Joe Scott

Personal information
- Full name: Joseph Scott
- Date of birth: 6 July 1900
- Place of birth: Lye, Worcestershire, England
- Date of death: 1962 (aged 61–62)
- Height: 5 ft 7 in (1.70 m)
- Position: Outside left

Senior career*
- Years: Team / Apps / (Gls)
- –: Cradley Heath
- 1923–1927: Rotherham County / 167 / (54)
- 1927: Barnsley / 10 / (3)
- 1928–1930: Tottenham Hotspur / 18 / (4)
- –: Cradley Heath

= Joe Scott (footballer, born 1900) =

English footballer

Joseph Scott (6 July 1900 – 1962) was an English professional footballer who played for Cradley Heath, Rotherham County, Barnsley and Tottenham Hotspur.

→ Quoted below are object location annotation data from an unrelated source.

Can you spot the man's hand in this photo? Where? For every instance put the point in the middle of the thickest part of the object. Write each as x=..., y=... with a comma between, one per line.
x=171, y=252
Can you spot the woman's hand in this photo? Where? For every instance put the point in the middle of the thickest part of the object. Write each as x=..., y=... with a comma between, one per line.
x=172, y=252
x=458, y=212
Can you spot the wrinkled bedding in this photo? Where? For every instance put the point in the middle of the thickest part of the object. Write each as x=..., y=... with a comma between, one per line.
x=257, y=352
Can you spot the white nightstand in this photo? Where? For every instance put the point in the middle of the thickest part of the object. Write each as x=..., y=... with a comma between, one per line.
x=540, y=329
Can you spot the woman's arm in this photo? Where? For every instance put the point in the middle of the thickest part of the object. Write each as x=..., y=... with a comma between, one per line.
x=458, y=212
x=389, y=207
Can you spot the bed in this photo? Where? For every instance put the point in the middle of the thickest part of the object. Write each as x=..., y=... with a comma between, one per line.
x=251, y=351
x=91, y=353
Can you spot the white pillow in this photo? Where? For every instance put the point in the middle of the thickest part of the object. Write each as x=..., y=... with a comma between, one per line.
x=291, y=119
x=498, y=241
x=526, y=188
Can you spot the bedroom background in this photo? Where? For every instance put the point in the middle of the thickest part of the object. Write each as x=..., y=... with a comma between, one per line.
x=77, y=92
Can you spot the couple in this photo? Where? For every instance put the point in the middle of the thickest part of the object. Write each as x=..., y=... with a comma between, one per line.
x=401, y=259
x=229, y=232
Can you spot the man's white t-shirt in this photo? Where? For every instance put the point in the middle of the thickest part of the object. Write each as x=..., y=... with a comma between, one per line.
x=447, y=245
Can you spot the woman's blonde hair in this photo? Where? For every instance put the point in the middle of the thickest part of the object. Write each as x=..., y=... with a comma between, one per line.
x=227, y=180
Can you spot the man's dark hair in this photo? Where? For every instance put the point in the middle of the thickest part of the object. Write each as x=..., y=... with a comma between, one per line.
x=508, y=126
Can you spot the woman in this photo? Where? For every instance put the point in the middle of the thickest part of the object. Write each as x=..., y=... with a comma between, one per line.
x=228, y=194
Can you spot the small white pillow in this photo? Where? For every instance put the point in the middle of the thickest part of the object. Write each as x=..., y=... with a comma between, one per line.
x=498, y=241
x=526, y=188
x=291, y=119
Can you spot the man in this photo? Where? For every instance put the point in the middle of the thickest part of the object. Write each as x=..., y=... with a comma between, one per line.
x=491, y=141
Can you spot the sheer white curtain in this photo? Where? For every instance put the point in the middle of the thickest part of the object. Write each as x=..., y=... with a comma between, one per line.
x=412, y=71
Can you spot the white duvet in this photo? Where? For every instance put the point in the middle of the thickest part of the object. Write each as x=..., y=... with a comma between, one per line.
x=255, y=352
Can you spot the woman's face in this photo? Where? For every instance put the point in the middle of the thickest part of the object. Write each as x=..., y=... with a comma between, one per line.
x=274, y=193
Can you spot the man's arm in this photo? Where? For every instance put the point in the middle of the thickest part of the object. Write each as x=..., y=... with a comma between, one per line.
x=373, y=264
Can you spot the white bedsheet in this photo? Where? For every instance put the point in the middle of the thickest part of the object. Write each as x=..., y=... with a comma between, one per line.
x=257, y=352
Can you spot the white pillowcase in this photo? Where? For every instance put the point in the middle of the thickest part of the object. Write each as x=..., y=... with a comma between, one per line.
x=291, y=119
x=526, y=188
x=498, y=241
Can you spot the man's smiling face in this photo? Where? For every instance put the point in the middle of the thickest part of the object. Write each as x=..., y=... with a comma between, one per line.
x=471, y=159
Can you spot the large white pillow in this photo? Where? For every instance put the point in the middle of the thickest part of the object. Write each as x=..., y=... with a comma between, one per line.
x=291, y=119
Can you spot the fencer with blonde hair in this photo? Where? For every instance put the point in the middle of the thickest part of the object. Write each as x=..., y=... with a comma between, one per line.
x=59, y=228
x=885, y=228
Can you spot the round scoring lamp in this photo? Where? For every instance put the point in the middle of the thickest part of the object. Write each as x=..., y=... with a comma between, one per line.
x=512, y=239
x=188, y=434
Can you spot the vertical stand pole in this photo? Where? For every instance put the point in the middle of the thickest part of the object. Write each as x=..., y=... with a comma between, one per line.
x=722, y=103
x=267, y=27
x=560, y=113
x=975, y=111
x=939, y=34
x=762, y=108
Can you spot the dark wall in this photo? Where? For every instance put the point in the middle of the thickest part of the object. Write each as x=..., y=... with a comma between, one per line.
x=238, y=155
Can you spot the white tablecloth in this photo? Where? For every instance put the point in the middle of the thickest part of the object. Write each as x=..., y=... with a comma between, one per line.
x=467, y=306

Scott began his career at Cradley Heath. The outside left joined Rotherham County and featured in 167 matches scoring 54 goals between 1923 and 1927.
In 1927 he signed for Barnsley and scored three goals in 10 appearances.

Scott joined Tottenham Hotspur in 1928. He scored on his 'Lilywhites' debut in a 3–2 victory over Wolves at White Hart Lane in September 1928 in the old Second Division. Joe went on to play in a further 18 matches and found the net on four occasions.

He returned to Cradley Heath where he ended his footballing career.